The Nye County Water District Governing Board heard a bold idea Monday that could accomplish a number of strategic goals, including providing a permanent water system to nearby Trout Canyon.
The Carpenter 1 Fire and subsequent flooding last year demolished the 50-year-old pipeline that delivered potable water to the hand full of residents with homes in Trout Canyon. Ever since, those residents have had to haul their own potable water from a neighbor’s well into their homes.
Six weeks ago, a nonprofit, the Trout Canyon Land and Water Users Association, was formed to find solutions to the ongoing water woes. At some point, the association’s president, Bob McCormick, got together with water board Chair Donna Lamm, Valley Electric Association officials and county staff members to come up with an idea that could benefit all involved.
So far, the idea that’s taken shape includes building a new pipeline accessing the Trout Canyon springs, delivering water to the canyon’s beleaguered residents, diverting a majority into a hydroelectric generation station, benefiting VEA’s grid, and then shipping water into Pahrump Valley’s groundwater basin, to the tune of about 4,000 acre feet a year or more.
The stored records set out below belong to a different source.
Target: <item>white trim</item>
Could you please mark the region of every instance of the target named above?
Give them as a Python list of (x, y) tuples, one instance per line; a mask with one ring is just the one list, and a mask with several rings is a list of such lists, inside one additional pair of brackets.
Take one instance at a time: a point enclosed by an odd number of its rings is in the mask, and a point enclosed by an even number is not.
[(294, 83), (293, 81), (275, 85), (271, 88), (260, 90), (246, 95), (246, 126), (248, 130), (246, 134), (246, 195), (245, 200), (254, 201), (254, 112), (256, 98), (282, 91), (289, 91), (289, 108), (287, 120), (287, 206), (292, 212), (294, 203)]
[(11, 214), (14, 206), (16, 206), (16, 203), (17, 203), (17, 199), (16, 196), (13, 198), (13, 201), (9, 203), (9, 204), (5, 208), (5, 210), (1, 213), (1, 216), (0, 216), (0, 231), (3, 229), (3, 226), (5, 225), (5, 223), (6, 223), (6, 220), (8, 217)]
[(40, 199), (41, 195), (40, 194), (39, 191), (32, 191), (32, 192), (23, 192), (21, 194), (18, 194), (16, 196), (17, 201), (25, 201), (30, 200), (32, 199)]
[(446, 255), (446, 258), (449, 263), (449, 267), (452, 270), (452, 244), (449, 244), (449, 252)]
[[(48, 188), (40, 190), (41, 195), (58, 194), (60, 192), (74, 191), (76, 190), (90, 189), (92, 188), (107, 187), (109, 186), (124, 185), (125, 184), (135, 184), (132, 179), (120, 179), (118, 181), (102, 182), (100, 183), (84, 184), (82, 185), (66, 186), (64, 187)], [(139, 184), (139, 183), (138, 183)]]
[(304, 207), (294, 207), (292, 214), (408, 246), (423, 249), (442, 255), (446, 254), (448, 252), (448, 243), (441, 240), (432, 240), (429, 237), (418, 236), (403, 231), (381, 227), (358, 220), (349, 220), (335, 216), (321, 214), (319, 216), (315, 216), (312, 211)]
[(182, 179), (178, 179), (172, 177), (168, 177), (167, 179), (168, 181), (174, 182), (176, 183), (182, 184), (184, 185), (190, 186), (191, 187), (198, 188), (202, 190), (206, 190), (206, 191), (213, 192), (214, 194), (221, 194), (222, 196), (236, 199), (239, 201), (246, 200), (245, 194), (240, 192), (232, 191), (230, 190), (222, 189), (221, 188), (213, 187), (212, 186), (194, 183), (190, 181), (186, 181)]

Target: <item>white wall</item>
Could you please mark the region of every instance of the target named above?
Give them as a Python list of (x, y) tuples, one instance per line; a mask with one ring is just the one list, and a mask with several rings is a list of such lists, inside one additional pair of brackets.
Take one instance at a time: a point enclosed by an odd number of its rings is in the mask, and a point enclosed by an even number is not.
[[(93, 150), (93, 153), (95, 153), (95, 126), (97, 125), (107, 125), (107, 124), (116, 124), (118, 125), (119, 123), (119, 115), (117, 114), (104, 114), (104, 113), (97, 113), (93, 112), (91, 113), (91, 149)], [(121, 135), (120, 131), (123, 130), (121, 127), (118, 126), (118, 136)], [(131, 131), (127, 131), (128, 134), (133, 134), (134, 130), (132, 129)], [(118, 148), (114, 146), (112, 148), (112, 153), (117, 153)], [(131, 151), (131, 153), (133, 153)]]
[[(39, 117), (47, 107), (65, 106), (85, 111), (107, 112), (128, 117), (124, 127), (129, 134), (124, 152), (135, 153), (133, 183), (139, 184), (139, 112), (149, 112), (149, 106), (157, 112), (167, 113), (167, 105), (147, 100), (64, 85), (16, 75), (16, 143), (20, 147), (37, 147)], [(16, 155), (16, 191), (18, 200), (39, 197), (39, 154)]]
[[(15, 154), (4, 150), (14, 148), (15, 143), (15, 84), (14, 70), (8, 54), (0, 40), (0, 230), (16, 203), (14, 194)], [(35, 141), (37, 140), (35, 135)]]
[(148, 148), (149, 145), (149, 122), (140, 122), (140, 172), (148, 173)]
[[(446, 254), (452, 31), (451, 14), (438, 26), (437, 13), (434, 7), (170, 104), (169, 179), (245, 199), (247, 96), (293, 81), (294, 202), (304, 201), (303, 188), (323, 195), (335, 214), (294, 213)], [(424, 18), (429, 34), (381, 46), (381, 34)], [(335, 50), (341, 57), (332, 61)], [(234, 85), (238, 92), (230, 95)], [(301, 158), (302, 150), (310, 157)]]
“The Division of Water Resources is on board with the concept because it brings water that is currently not being utilized into the south-end of the basin. I certainly won’t speak for them, the initial discussion seemed favorable,” county staff member Levi Kryder told water board members. “We are at the very earliest stages of this project. And it’s a bit of a misnomer to call it a project yet. It’s really an idea we are exploring to see if we can turn it into a project.”
McCormick told the board that he is attempting to explore as many opportunities as possible to return reliable water service to Trout Canyon and that this idea seems to suit the most local interests at one time.
“What we have, as Levi has laid out, is a concept, the possibility of a plan, interesting not only for Trout Canyon, but for the whole basin. We feel this is a great opportunity to come together, not only as three different entities, but as a region to utilize water that otherwise would not be used. The permitted water there is already quite high, but there is an additional quantity of water,” he said. “There is a quite a lot of water there that is far beyond what the Trout Canyon community would use. I think that is the big attraction for all the parties involved, to tap into water that is not currently being used in a very beneficial way for all parties.”
The Trout Canyon springs originate about three miles from the community and sits on Forest Service land in Clark County. However, the water is part of Basin 162, which is Pahrump Valley’s designated groundwater aquifer. Two existing permits, one an allotment for more than 100 acre feet and the other an allotment for power generation at six cubic feet of water per second, are in place at the water source. Those could be expanded.
Also, a permanent easement crosses the Forest Service property near the springs, which would make future development of this untapped resource easier, officials said.
McCormick said his association is looking to access U.S. Department of Agriculture funds, now that it is an official nonprofit. He said in order to access available grant monies, his group will need to perform two major tasks, an engineering report and an environment assessment. The group has already contracted with Sunrise Engineering of Utah to perform an engineering study at a cost of about $30,000. The association needs an additional $43,000 for an environmental assessment.
McCormick said the total cost of building a modern water system for Trout Canyon would likely be about $3 million by itself. He said VEA’s participation could shoulder some of the financial burden, however, should it decide to build a generation station and pipeline further south of the canyon, closer to Pahrump. Then he said it would be up to Nye County to connect to the pipeline there. Federal grant money could defray much of these costs, too.
“If a pipeline was built to the community, the excess water in the pipeline, once the community is supplied, could be used to generate hydroelectric power, which could be fed into the VEA grid and then the excess water from that could be piped down to the basin floor or south end of the Pahrump basin and reinjected for aquifer storage and recovery or put directly into a utility or question mark,” Kryder said, alluding to any number of possibilities on the horizon.
A discussion later Monday at the Basin 162 Groundwater Management Plan Advisory Committee meeting suggested that a cost-benefit analysis must still be completed before moving forward with any pipeline from Trout Canyon to Pahrump. Contract county staff member Oz Wichman told the committee that the costs of any pipeline would likely hover around $5 per diameter inch per foot of piping, or about $60 for every foot of 12-inch pipe. At 17 miles of pipeline, costs could easily exceed $5.3 million.
“As far as the potential benefits to the Pahrump community go, when I first looked at this, I thought, well, maybe this could be incorporated into the groundwater management plan that is going to be developed for Pahrump. As some sort of alternative, maybe this could result in a project that brings water for use in the Pahrump Valley that physically doesn’t come here right now,” Kryder said.
Water importation, basin committee members agreed, was a subject that deserved close scrutiny in the future.
What remains unclear is how Clark County and Southern Nevada Water Authority officials may react to the idea, since that county has its own water issues with which to deal. McCormick assured water board members that Clark County officials have been invited to provide their own input.